Cela pose notamment question dans le contexte électoral actuel. Alors que le 9 juin, les populations des 27 États membres votent pour renouveler le Parlement européen, les derniers sondages montrent une montée en force des populismes et de l’extrême droite dans tous les pays. C’est aussi le cas en France. La liste du Rassemblement national, emmenée par Jordan Bardella, caracole largement en tête, à 32%. Elle est bien loin devant celle de la majorité présidentielle (15,5%) ou celle du PS/Place publique (12%), selon le baromètre politique d’Odoxa, réalisé par Mascaret pour Public Sénat et la presse quotidienne régionale, publié le mardi 30 avril. Or les partis politiques de droite et d’extrême droite ont fait de la remise en question des réglementations écologiques un argument de poids de leur campagne. Dans un tel contexte, on ne peut que s’inquiéter de la poursuite de l’ambition européenne en matière de transformation écologique.
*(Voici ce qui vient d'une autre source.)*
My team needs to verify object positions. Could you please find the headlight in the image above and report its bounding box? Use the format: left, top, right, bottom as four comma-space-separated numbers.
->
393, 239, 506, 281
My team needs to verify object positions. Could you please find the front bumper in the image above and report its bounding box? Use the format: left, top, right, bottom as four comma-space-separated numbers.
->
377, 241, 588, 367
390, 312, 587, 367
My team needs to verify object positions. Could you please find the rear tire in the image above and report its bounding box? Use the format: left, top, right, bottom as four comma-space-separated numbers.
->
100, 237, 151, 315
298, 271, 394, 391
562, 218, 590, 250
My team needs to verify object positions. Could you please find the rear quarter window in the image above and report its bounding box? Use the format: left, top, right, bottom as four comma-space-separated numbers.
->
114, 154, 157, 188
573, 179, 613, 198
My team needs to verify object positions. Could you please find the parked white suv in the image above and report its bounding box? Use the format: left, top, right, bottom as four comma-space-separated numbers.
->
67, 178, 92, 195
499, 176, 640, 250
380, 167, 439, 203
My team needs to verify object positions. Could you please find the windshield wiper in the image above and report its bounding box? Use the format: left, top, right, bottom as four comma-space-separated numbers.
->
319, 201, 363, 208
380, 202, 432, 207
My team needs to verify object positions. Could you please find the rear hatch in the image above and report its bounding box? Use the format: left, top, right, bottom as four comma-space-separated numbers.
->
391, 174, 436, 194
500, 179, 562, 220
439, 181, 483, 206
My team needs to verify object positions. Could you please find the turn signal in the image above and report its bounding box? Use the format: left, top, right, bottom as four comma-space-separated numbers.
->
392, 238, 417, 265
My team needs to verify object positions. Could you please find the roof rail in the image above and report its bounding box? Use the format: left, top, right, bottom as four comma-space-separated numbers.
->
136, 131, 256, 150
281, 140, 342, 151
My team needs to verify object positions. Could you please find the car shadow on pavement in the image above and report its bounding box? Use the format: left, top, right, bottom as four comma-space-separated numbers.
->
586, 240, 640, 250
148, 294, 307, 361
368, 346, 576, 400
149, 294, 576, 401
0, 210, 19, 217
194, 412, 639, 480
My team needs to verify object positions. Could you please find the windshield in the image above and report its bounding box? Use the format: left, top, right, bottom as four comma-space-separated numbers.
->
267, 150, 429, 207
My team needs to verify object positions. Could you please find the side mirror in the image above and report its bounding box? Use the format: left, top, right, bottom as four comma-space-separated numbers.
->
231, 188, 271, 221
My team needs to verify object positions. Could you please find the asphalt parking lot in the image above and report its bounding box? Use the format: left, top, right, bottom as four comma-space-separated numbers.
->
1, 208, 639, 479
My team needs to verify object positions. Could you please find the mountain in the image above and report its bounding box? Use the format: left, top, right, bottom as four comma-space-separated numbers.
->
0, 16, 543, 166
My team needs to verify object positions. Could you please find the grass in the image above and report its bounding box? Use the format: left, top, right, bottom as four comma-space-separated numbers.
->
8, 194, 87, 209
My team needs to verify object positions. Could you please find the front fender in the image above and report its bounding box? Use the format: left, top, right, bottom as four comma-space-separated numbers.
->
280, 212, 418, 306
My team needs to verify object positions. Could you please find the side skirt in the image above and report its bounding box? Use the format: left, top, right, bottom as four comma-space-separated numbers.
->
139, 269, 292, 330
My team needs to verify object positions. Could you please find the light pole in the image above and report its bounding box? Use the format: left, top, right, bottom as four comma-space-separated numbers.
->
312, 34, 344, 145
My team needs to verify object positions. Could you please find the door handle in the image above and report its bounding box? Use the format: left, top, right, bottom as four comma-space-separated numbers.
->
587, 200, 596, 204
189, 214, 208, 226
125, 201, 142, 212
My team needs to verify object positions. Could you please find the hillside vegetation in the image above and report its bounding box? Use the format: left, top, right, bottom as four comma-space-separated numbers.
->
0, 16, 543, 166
Vers une polarisation de la société sur la question écologique ?
L’étude Obope est basée sur un sondage adressé à un échantillon de 1529 personnes en juillet 2023 et le traitement des données brutes a été réalisé par l’Institut Cluster 17. Il est composé d’une série de 31 affirmations de positionnement face à la transformation écologique, face auxquelles les sondés devaient positionner leur accord sur une échelle allant de tout à fait en désaccord à tout à fait d’accord. « Certaines affirmations sont volontairement formulées de manière relativement biaisée. L’objectif était de tester des idées fortes, parfois formulées sous forme de “punchlines” que l’on pourrait entendre dans les médias et d’évaluer si, malgré leur formulation provocatrice, ces propositions parviennent à récolter de l’adhésion », souligne l’Obope. Par exemple : « La démocratie a montré ses limites face au défi écologique : il ne faut plus hésiter à passer en force (type 49.3 ndlr) pour faire adopter des mesures écologiques urgentes et nécessaires ». Cette affirmation à la formulation « radicale » a par exemple reçu 40% d’opinions favorables, notamment chez les électeurs de Yannick Jadot, mais divise profondément les jeunes par exemple alors que curieusement les plus âgés s’y montrent plus favorables. De l’autre côté, la question de savoir si « la prise de mesures écologiques ambitieuses paralyserait le pays » divise les Français en 2 : 48% sont d’accord et autant contre. Des points qui tendent à montrer une polarisation de la société.